OPINIÃO: Morreu aquele que cuidava dos mortos

Corria o ano de 2007, era eu um jovem estudante de psicologia perdido entre os enigmas da mente humana, quando tomei conhecimento de um curso livre e de iniciação à medicina legal que se ia realizar no Instituto de Ciências Biomédicas Abel Salazar (ICBAS) no Porto. A formação foi ministrada pelo Professor José Eduardo Pinto da Costa que faleceu no passado dia 8 de dezembro por doença prolongada.

Frequentei esse curso com mais dois colegas sendo pretensão inicial afastarmo-nos um pouco dos enigmas da alma e da mente humana e abraçarmos as causas de um outro enigma: a do corpo dos mortos. O curso de iniciação à medicina legal tinha alunos de várias áreas desde psicologia, direito, medicina, enfermagem, farmácia, mas tinha também alunos de engenharia e das tecnologias dando um colorido bastante heterogéneo à plateia que se amontoava num dos anfiteatros do ICBAS.

Havia, nessa altura, duas razões para a frequência massiva do curso: o Professor Pinto da Costa, o seu estilo de comunicar e ensinar, e os assuntos da medicina legal, sempre um mistério para todos, um misto de medo, enigma e curiosidade. As duas razões não eram dissociáveis uma da outra pois a temas tingidos por uma seriedade enigmática, como eram os assuntos ali tratados, o Professor Pinto da Costa dava-lhes um tom coloquial de análise que em nada comprometia o exame sério e rigoroso de todos aqueles cadáveres que apareciam nos seus slides. A acompanhar tudo isto havia um ambiente de mistério que cobria um outro mistério, espécie de cena dentro da cena que se desenrolava. As aulas eram à noite, uma vez por semana, iniciavam-se às 21h00 e terminavam às 23h00.
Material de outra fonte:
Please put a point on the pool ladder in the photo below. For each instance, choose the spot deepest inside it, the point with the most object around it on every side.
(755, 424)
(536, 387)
Quando as luzes do anfiteatro se apagavam para dar lugar à exposição luminosa dos slides com as figuras dos mortos, havia qualquer coisa de Sinistro que emergia. Este ambiente era ainda mais assustador quando as noites eram chuvosas e fustigadas pelos ventos e quando tais condições climatéricas eram acompanhadas por trovoadas e relâmpagos violentos, que deixavam o anfiteatro com uma claridade momentânea podendo vislumbrar-se, num ápice, os olhares abismados e atentos dos colegas que se prendiam aos mortos e às palavras do Professor Pinto da Costa que circulavam livremente por ali.

Recordo-me de, por essa altura, numa das aulas, o Professor ter dito algo que ainda hoje mantenho como bastante válido:

“- Não tenham medo, não tenham medo. Estes já não fazem mal a ninguém. Tenham só medo dos vivos, dos mortos não.”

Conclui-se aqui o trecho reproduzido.